Le Centre national du cinéma et de l’image animée (CNC) tire la sonnette d’alarme : la proportion de femmes réalisatrices dans le cinéma français a atteint en 2024 son point le plus bas en cinq ans, confirmant une tendance à la baisse. Selon les données publiées mercredi, seuls 62 films d’initiative française ont été réalisés ou coréalisés par des femmes, contre 64 en 2023 et 69 en 2022.
Cette diminution porte à 24,2 % la part des réalisatrices dans la production cinématographique française — une proportion inférieure à un film sur quatre, et la plus faible depuis 2019. Pour le CNC, il s’agit d’un “signal inquiétant” qui menace les avancées récentes obtenues en matière de parité dans le secteur.
Les données de l’Observatoire de l’égalité femmes-hommes du CNC confirment également une forte masculinisation des postes stratégiques :
🔹 près de 70 % des films sortis en 2024 ont été pilotés par une équipe composée à plus de 60 % d’hommes aux postes clés
🔹 8 productions ont été réalisées exclusivement par des hommes
Cette architecture hiérarchique reste l’obstacle majeur à l’accès des réalisatrices aux métiers de direction.
Des femmes qui recrutent plus de femmes : une dynamique positive mais insuffisante
L’autrice principale de l’étude, Cécile Lacoue, souligne pourtant un phénomène encourageant : les femmes réalisatrices « donnent davantage de postes clés à d’autres femmes ». Une « forte corrélation » qui prouve que la parité a un effet multiplicateur dès qu’elle s’installe derrière la caméra.

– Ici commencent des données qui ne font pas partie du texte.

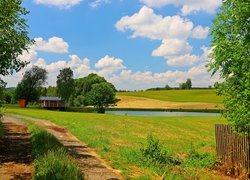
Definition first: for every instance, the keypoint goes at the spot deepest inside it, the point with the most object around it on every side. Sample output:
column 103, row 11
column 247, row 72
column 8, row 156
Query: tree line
column 91, row 90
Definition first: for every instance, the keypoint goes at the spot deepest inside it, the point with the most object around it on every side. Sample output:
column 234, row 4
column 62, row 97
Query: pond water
column 160, row 113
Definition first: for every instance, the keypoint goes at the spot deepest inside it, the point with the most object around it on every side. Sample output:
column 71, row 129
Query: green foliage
column 65, row 83
column 101, row 96
column 118, row 139
column 51, row 159
column 30, row 86
column 56, row 165
column 231, row 58
column 51, row 91
column 155, row 152
column 183, row 86
column 14, row 38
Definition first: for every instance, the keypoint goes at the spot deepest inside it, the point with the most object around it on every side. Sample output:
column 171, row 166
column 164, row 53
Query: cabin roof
column 46, row 98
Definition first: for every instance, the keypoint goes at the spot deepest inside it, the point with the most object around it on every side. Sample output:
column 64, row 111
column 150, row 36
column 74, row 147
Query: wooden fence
column 232, row 146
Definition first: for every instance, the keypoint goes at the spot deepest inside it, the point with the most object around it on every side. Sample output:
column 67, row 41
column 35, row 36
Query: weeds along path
column 93, row 167
column 15, row 151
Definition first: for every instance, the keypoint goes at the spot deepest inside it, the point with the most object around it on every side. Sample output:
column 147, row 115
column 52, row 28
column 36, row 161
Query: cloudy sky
column 135, row 44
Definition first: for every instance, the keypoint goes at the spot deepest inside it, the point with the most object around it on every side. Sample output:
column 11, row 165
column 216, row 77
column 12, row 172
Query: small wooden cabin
column 52, row 103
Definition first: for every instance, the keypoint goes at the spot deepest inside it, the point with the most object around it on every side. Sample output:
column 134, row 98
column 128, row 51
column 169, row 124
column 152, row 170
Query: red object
column 22, row 103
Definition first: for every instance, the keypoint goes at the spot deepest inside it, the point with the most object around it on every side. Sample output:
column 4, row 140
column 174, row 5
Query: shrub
column 56, row 164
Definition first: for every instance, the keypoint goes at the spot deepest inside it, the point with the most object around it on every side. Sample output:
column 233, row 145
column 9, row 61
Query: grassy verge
column 51, row 160
column 1, row 129
column 2, row 110
column 119, row 140
column 165, row 110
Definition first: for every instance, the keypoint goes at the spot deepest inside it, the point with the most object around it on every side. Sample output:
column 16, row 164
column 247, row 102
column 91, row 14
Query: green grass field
column 118, row 138
column 194, row 95
column 1, row 129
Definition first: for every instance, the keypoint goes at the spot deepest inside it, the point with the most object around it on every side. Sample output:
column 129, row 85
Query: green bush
column 155, row 152
column 56, row 165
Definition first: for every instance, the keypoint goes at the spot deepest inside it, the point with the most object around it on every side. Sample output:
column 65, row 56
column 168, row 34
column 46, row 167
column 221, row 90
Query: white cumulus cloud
column 184, row 60
column 172, row 47
column 187, row 6
column 53, row 45
column 97, row 3
column 147, row 24
column 62, row 4
column 200, row 32
column 109, row 65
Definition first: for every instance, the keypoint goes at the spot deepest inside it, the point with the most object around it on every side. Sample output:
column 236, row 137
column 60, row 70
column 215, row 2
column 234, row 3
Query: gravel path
column 93, row 167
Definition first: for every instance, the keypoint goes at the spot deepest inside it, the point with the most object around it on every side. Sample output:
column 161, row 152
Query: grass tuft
column 2, row 110
column 51, row 159
column 56, row 164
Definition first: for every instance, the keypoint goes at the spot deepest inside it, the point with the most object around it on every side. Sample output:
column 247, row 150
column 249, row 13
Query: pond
column 161, row 113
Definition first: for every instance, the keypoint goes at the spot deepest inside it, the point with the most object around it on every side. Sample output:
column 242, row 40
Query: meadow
column 1, row 129
column 193, row 95
column 120, row 139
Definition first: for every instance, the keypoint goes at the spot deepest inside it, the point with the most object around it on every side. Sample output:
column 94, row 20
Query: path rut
column 93, row 167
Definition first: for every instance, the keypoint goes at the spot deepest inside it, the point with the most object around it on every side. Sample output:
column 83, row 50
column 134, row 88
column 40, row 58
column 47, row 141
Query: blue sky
column 135, row 44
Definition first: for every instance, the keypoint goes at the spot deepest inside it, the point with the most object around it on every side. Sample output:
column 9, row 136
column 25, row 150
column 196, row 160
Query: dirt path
column 93, row 167
column 15, row 151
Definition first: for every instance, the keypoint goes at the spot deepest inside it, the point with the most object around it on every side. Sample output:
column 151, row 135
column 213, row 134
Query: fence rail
column 233, row 146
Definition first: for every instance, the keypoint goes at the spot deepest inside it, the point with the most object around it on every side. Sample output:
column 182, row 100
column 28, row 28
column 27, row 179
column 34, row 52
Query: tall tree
column 14, row 38
column 231, row 58
column 51, row 91
column 30, row 86
column 101, row 96
column 65, row 83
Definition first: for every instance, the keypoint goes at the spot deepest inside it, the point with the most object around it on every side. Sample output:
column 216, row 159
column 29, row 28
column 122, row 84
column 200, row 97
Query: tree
column 2, row 86
column 231, row 58
column 188, row 83
column 14, row 38
column 65, row 83
column 101, row 96
column 51, row 91
column 183, row 86
column 30, row 86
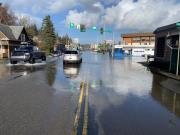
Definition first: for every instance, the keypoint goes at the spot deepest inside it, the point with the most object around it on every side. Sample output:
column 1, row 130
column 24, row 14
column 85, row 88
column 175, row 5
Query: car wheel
column 32, row 61
column 43, row 58
column 13, row 62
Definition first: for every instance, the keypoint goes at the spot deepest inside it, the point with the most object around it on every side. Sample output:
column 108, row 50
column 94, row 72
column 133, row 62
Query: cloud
column 82, row 18
column 139, row 15
column 142, row 15
column 33, row 19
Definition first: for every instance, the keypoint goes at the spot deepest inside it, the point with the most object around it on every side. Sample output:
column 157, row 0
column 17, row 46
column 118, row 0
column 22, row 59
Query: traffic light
column 71, row 25
column 82, row 28
column 94, row 28
column 101, row 30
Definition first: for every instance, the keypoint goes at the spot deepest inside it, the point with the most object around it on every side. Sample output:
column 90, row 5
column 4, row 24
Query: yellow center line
column 85, row 123
column 77, row 116
column 81, row 117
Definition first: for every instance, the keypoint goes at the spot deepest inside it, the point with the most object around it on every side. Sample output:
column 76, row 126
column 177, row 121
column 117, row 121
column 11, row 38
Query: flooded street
column 125, row 98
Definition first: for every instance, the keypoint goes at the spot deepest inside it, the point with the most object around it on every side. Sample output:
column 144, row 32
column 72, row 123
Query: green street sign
column 110, row 31
column 82, row 28
column 71, row 25
column 178, row 24
column 78, row 27
column 94, row 28
column 101, row 30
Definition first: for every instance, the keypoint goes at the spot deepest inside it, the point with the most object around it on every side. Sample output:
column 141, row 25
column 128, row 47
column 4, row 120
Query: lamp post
column 177, row 67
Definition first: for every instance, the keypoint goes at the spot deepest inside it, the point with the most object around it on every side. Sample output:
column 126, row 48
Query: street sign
column 101, row 30
column 109, row 31
column 78, row 26
column 178, row 24
column 71, row 25
column 94, row 28
column 82, row 28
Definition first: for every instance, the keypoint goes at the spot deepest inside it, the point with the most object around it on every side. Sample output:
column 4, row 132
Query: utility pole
column 177, row 68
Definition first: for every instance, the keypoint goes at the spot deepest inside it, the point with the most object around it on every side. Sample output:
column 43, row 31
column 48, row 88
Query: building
column 138, row 44
column 75, row 40
column 11, row 37
column 110, row 42
column 138, row 39
column 166, row 47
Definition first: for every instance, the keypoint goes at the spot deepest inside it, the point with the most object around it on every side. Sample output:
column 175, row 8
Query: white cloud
column 82, row 18
column 143, row 14
column 33, row 19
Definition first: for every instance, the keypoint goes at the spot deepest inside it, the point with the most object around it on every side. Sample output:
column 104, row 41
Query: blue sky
column 121, row 16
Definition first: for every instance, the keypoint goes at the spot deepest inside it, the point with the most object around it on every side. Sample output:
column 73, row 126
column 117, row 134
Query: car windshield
column 26, row 48
column 71, row 52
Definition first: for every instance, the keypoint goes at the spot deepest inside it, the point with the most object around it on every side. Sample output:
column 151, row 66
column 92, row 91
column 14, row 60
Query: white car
column 71, row 56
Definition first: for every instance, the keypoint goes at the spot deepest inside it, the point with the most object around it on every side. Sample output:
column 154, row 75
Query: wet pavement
column 125, row 98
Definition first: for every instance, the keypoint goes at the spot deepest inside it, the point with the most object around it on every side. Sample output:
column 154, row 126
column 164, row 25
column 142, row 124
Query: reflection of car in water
column 72, row 56
column 71, row 70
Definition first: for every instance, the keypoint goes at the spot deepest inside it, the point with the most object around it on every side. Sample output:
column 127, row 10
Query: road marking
column 85, row 123
column 81, row 117
column 78, row 113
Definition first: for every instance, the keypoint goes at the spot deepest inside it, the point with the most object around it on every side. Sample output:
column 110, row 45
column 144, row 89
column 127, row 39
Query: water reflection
column 168, row 98
column 51, row 73
column 7, row 70
column 71, row 70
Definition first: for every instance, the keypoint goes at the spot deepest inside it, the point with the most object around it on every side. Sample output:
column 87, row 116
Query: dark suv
column 27, row 54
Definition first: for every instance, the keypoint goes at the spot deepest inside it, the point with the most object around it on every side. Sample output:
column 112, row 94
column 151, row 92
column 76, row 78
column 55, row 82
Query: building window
column 23, row 38
column 136, row 39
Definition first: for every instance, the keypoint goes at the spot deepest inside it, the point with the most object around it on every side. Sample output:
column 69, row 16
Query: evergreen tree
column 48, row 35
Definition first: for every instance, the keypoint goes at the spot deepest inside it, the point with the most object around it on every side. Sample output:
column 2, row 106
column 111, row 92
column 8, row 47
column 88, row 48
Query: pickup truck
column 27, row 54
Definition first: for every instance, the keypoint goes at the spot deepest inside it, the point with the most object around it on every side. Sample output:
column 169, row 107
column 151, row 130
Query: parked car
column 27, row 54
column 56, row 54
column 72, row 56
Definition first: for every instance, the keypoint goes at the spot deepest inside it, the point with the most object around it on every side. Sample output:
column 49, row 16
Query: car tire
column 43, row 58
column 32, row 61
column 13, row 62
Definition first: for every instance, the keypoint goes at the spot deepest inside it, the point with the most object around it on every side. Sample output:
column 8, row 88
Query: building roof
column 145, row 34
column 166, row 28
column 11, row 32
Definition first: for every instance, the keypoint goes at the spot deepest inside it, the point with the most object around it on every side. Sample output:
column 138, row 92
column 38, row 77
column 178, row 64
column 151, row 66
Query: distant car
column 27, row 54
column 72, row 56
column 56, row 53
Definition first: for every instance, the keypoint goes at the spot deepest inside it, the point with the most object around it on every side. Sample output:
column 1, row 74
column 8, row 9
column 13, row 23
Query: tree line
column 44, row 37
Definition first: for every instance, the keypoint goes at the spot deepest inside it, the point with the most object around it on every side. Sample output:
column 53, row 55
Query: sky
column 120, row 16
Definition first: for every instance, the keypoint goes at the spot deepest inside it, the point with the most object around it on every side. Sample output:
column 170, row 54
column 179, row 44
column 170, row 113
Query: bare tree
column 6, row 15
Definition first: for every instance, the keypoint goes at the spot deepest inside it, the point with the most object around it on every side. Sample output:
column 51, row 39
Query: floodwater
column 125, row 98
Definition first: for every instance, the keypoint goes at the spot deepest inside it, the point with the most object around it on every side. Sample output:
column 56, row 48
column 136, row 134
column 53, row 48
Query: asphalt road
column 125, row 98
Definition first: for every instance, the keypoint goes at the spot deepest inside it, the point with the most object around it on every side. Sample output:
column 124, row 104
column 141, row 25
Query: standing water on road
column 125, row 98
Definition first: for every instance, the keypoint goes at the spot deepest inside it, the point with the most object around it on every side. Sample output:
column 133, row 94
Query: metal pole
column 177, row 68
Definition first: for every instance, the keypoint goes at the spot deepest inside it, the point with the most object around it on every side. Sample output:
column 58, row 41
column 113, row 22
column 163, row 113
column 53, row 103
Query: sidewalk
column 166, row 74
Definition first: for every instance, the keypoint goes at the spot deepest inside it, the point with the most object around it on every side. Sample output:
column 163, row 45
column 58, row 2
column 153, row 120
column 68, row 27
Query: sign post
column 177, row 68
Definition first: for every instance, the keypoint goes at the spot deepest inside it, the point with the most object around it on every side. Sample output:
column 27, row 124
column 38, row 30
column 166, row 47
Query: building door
column 160, row 46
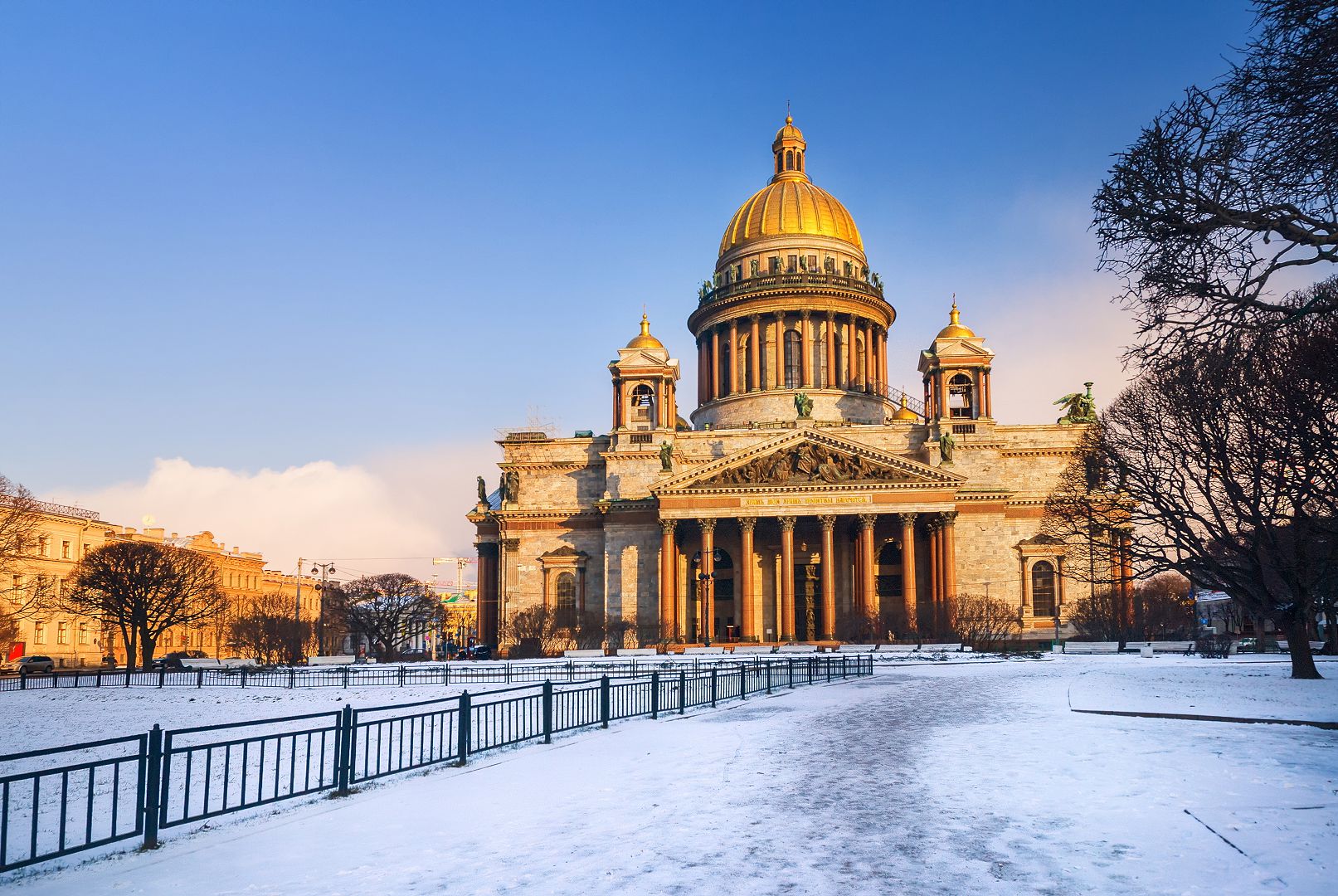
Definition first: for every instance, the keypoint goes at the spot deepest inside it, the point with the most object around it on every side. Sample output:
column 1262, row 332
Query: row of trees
column 1220, row 460
column 142, row 590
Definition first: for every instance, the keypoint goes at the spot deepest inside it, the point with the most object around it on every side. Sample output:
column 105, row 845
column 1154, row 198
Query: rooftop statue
column 1082, row 408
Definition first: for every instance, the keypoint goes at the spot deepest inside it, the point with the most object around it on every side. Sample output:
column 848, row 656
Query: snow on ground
column 938, row 778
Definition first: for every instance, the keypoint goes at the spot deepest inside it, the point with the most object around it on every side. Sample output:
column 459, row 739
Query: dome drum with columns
column 792, row 308
column 862, row 519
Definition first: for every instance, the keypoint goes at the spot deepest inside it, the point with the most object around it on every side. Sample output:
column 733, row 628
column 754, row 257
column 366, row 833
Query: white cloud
column 395, row 509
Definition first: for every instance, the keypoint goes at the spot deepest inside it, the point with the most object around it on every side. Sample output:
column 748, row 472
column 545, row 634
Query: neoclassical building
column 805, row 500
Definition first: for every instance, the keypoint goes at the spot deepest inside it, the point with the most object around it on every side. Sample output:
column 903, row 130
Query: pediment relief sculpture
column 805, row 465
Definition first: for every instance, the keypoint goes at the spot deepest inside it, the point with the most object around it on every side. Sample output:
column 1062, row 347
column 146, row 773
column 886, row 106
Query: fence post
column 153, row 786
column 344, row 757
column 462, row 744
column 547, row 710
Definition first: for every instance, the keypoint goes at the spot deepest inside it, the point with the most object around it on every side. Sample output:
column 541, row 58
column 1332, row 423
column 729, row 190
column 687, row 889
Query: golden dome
column 644, row 340
column 954, row 330
column 903, row 412
column 790, row 205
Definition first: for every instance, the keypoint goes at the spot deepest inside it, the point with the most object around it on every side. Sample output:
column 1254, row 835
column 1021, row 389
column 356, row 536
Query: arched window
column 820, row 358
column 565, row 598
column 890, row 570
column 644, row 404
column 792, row 360
column 961, row 397
column 1043, row 589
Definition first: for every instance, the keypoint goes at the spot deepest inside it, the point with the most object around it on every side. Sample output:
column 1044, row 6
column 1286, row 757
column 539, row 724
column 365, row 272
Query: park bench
column 1091, row 646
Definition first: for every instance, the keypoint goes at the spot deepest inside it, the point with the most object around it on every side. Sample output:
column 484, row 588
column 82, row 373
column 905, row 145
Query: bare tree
column 1233, row 186
column 264, row 627
column 388, row 609
column 145, row 589
column 1224, row 467
column 984, row 622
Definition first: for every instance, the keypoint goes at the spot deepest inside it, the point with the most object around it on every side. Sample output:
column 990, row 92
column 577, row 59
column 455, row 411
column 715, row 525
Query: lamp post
column 325, row 570
column 703, row 583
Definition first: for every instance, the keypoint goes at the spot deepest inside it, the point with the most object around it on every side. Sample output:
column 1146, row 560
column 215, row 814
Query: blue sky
column 259, row 236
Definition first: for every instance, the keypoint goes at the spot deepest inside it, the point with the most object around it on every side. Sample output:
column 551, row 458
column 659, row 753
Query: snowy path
column 927, row 780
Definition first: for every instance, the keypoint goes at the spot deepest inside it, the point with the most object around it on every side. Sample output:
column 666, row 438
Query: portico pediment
column 807, row 458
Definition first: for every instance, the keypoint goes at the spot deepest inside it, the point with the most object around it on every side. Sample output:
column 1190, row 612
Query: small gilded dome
column 956, row 330
column 644, row 340
column 903, row 412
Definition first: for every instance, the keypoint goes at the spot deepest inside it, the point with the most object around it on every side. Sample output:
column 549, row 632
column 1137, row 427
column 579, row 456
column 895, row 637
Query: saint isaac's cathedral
column 805, row 500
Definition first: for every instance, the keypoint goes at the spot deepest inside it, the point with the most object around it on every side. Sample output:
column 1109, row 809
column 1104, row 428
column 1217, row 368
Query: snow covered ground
column 934, row 778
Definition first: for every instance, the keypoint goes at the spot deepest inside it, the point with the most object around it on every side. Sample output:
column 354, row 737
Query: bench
column 1091, row 646
column 1171, row 646
column 340, row 660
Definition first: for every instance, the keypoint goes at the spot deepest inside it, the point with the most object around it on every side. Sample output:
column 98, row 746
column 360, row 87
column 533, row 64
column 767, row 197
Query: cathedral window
column 794, row 358
column 565, row 598
column 960, row 396
column 1043, row 589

Mais cette dynamique reste encore minoritaire, faute d’un nombre suffisant de réalisatrices aux commandes. Pour Cécile Lacoue, la baisse de 2024 est un « signal inquiétant » qui montre qu’il faut « être vigilants » pour éviter un retour en arrière durable.
Le président du CNC, Gaëtan Bruel, partage ce diagnostic. Il rappelle que le bonus parité instauré en 2019 a bien eu un effet positif dans un premier temps, mais que « les chiffres stagnent aujourd’hui ».
👉 « Il est temps de renouveler les outils, car ceux que nous avons mis en place s’essoufflent », a-t-il insisté.
Le CNC envisage désormais d’autres leviers : renforcement des critères de financement, obligations plus strictes pour les productions aidées, soutien accru aux premières réalisations féminines ou encore suivi statistique plus serré des équipes techniques et artistiques.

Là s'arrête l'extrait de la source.